Up to six in ten articles on Wikipedia contain factual errors | Daily Mail Online
Wikipedia info on global warming unreliable: Study | Zee News
Speaking as a PhD: Only if you are an idiot and can't tell what kinds of sources are appropriate to use at what stages of your (academic) research!
You don't go refer to an encyclopedia (not even Encyclopedia Britannica) in an academic paper. But that doesn't mean academics do not or cannot use them..
What's Wrong with Wikipedia?
There's nothing more convenient than Wikipedia if you're looking for some quick information, and when the stakes are low (you need a piece of information to settle a bet with your roommate, or you want to get a basic sense of what something means before starting more in-depth research), you may get what you need from Wikipedia. In fact, some instructors may advise their students to read entries for scientific concepts on Wikipedia as a way to begin understanding those concepts.
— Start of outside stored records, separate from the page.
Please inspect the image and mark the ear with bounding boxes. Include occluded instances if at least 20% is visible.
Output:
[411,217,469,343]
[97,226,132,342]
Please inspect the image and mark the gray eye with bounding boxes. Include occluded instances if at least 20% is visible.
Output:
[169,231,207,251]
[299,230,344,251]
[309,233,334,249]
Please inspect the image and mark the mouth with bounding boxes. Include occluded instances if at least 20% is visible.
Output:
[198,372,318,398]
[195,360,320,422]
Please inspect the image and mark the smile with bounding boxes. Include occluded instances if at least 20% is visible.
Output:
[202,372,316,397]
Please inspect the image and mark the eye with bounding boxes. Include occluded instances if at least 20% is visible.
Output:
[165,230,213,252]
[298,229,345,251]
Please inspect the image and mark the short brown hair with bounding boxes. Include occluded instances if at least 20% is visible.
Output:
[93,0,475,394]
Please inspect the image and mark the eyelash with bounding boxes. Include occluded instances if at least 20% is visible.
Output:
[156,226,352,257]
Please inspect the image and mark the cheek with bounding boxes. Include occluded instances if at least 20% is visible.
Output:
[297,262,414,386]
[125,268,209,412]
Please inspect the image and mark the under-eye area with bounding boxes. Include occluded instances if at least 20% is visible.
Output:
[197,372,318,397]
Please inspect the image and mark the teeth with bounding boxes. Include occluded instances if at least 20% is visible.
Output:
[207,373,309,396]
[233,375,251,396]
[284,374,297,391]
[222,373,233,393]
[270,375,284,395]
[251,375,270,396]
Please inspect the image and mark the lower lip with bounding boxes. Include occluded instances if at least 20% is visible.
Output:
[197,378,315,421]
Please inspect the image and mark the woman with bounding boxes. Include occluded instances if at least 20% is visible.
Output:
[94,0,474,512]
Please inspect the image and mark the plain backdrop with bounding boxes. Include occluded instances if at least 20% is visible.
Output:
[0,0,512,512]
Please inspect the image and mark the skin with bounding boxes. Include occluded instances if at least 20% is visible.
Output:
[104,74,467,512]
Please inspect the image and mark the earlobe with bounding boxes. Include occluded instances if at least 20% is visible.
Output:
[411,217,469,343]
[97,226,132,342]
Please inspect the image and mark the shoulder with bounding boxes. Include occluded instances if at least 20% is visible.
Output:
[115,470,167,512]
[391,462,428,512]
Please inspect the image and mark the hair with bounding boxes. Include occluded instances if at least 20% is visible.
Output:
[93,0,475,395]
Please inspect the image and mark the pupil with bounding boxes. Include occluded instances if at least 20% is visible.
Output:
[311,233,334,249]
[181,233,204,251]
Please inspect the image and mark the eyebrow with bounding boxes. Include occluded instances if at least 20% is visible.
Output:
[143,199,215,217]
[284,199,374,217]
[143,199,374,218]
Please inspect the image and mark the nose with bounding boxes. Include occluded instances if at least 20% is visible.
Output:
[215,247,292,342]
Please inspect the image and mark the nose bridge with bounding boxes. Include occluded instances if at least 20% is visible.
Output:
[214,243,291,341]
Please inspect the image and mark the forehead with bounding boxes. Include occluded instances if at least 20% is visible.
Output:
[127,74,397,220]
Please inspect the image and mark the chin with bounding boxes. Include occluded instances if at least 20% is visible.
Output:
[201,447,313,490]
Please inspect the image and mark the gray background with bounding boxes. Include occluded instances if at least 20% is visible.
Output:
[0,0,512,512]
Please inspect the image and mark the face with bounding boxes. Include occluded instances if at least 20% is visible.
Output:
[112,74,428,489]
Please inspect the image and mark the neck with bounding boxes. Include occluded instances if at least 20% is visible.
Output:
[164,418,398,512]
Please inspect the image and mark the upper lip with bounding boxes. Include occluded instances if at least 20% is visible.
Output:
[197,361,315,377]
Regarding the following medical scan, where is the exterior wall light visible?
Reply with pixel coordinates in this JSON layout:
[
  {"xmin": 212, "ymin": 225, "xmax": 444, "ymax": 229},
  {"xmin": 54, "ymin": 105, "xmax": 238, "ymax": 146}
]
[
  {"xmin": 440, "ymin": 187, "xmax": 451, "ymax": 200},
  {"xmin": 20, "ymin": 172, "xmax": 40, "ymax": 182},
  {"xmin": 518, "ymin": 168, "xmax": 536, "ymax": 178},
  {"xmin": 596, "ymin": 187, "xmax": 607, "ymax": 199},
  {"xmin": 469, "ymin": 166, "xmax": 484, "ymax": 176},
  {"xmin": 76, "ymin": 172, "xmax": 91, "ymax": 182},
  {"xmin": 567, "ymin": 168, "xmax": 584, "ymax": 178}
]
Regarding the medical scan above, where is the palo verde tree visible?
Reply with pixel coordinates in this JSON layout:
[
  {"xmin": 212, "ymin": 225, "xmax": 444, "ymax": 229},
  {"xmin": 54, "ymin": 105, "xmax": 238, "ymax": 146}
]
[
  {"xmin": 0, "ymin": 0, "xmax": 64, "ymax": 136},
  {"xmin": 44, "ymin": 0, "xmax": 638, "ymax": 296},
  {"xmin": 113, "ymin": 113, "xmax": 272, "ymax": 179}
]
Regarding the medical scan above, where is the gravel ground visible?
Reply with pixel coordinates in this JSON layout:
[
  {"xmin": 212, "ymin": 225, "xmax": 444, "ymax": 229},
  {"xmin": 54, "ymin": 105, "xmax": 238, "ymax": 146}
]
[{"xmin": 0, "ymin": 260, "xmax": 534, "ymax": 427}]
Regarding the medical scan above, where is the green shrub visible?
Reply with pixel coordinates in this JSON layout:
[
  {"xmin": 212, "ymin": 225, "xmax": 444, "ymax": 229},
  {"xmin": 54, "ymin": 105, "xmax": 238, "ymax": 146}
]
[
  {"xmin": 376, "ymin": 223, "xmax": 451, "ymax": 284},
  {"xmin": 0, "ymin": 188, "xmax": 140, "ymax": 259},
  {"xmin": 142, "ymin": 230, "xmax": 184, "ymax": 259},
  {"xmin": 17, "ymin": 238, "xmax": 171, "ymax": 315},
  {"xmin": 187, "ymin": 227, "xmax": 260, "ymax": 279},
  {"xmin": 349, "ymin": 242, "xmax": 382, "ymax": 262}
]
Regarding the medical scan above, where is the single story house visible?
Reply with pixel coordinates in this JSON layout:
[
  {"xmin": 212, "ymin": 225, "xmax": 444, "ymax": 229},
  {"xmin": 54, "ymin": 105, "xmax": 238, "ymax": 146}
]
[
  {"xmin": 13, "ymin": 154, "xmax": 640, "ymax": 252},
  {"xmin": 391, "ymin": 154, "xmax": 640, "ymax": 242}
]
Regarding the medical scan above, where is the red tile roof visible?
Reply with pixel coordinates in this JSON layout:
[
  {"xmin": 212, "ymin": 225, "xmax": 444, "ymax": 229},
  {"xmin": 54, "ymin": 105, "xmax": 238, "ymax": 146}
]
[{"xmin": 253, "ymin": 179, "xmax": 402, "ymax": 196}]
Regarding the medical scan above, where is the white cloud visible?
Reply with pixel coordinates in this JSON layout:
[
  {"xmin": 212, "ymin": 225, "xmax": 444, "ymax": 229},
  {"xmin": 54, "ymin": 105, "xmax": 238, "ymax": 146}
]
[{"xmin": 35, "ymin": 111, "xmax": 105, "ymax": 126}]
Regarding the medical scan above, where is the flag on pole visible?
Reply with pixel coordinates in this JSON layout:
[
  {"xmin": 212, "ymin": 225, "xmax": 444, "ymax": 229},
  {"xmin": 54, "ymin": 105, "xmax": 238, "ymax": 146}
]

Nevertheless, when you're doing academic research, you should be extremely cautious about using Wikipedia. As its own disclaimer states, information on Wikipedia is contributed by anyone who wants to post material, and the expertise of the posters is not taken into consideration. Users may be reading information that is outdated or that has been posted by someone who is not an expert in the field or by someone who wishes to provide misinformation. (Case in point: Four years ago, an Expos student who was writing a paper about the limitations of Wikipedia posted a fictional entry for himself, stating that he was the mayor of a small town in China. Four years later, if you type in his name, or if you do a subject search on Wikipedia for mayors of towns in China, you will still find this fictional entry.) Some information on Wikipedia may well be accurate, but because experts do not review the site's entries, there is a considerable risk in relying on this source for your essays.
The fact that Wikipedia is not a reliable source for academic research doesn't mean that it's wrong to use basic reference materials when you're trying to familiarize yourself with a topic. In fact, the library is stocked with introductory materials, and the Harvard librarians can point you to specialized encyclopedias in different fields. These sources can be particularly useful when you need background information or context for a topic you're writing about.
What's Wrong with Wikipedia? § Harvard Guide to Using Sources
... and who am I to argue with Harvard University Library?